銀行の窓口を訪れた顧客に対し、より専門的な運用ニーズがある場合は、グループ傘下の証券会社を紹介するケースが増えています。これまでは縦割りだった組織の壁を打ち破り、顧客のライフステージに合わせた柔軟なサポートを目指すのが狙いです。この新しい流れに対し、SNS上では「より高度な提案が受けられる」と期待する声が上がる一方で、「手数料の負担が気になる」という冷静な意見も見受けられます。

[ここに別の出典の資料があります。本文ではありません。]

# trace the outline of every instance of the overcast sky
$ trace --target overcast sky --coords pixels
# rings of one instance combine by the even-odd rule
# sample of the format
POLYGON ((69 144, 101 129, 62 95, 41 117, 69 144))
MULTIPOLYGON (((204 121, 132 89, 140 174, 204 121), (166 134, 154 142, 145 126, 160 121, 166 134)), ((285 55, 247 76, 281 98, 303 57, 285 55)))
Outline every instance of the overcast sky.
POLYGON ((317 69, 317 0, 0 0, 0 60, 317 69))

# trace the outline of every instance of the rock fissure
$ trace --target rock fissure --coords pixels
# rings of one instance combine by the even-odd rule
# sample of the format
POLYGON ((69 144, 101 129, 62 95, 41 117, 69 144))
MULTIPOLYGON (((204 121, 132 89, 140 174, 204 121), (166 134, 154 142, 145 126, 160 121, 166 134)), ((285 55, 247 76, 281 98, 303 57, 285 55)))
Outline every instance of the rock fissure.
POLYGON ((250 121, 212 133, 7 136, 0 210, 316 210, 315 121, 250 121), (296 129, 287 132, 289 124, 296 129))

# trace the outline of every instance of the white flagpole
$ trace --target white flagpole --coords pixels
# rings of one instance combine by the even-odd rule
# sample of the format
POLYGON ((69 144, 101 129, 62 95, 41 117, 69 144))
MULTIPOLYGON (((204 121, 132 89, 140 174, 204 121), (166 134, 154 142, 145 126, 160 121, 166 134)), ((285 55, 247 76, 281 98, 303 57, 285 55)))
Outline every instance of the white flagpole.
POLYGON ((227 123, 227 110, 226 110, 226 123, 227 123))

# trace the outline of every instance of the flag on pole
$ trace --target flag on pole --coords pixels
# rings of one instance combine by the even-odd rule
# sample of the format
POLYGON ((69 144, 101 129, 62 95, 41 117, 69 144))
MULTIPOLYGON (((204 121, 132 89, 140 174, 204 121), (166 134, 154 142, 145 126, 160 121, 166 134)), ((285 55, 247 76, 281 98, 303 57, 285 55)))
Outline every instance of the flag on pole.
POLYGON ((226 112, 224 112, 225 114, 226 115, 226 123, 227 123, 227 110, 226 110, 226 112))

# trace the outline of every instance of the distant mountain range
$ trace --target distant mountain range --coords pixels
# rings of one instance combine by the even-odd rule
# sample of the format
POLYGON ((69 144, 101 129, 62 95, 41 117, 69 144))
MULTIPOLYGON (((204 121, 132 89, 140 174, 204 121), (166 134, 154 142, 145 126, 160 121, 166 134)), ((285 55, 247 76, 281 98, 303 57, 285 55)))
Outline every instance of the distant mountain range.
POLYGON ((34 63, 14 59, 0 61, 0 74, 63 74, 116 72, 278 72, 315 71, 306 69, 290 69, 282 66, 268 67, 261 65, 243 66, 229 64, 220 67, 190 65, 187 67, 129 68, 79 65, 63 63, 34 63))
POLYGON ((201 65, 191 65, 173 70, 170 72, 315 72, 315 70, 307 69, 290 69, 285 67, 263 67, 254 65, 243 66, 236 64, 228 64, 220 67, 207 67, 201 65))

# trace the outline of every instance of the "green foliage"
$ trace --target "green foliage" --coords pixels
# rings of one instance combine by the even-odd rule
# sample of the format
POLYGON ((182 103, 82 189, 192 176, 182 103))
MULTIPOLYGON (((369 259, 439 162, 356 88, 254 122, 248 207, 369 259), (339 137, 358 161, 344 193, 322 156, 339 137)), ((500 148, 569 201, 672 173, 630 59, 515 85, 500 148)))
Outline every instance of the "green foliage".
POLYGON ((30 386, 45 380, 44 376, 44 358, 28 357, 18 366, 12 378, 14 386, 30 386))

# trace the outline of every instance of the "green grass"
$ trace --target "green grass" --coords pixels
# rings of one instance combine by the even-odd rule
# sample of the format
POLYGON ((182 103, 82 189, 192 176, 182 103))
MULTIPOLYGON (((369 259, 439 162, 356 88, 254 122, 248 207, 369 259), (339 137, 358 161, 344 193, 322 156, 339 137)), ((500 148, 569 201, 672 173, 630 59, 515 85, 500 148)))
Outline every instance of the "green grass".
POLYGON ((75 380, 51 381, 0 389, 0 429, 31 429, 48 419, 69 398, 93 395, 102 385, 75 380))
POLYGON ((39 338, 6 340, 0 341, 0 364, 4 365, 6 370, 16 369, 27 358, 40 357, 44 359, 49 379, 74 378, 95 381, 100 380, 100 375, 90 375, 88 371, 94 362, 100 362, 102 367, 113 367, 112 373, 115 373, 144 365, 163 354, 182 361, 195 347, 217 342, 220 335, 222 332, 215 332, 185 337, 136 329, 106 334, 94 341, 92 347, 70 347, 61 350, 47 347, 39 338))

ここで注目すべきは、これまで課題とされてきた「二重の手数料」や「紹介の仕組み」が見直され始めている点です。2019年11月19日現在の状況を見ると、銀行と証券が連携することで、顧客にとっての利便性は飛躍的に向上しています。専門用語で「フィデューシャリー・デューティー」と呼ばれる、受託者責任を果たす姿勢が各社に強く求められているのです。
資産運用のプロである証券会社と、日常生活に密着した銀行がタッグを組むことは、私たち利用者にとって大きなメリットがあるはずです。しかし、提携が進むほどに商品の選択肢がグループ内に偏ってしまうリスクも否定できません。金融機関には、自社の利益だけでなく、真に顧客の資産を守り育てるための誠実な提案を期待したいところです。
2019年11月19日、この変革の足音は今後の個人マネーの流動を大きく変えていく予感に満ちています。単にお金を預ける場所だった銀行が、攻めの投資をアドバイスするパートナーへと進化を遂げようとしているのです。各メガバンクがどのような独自色を打ち出していくのか、その手腕が試される局面に来ているのではないでしょうか。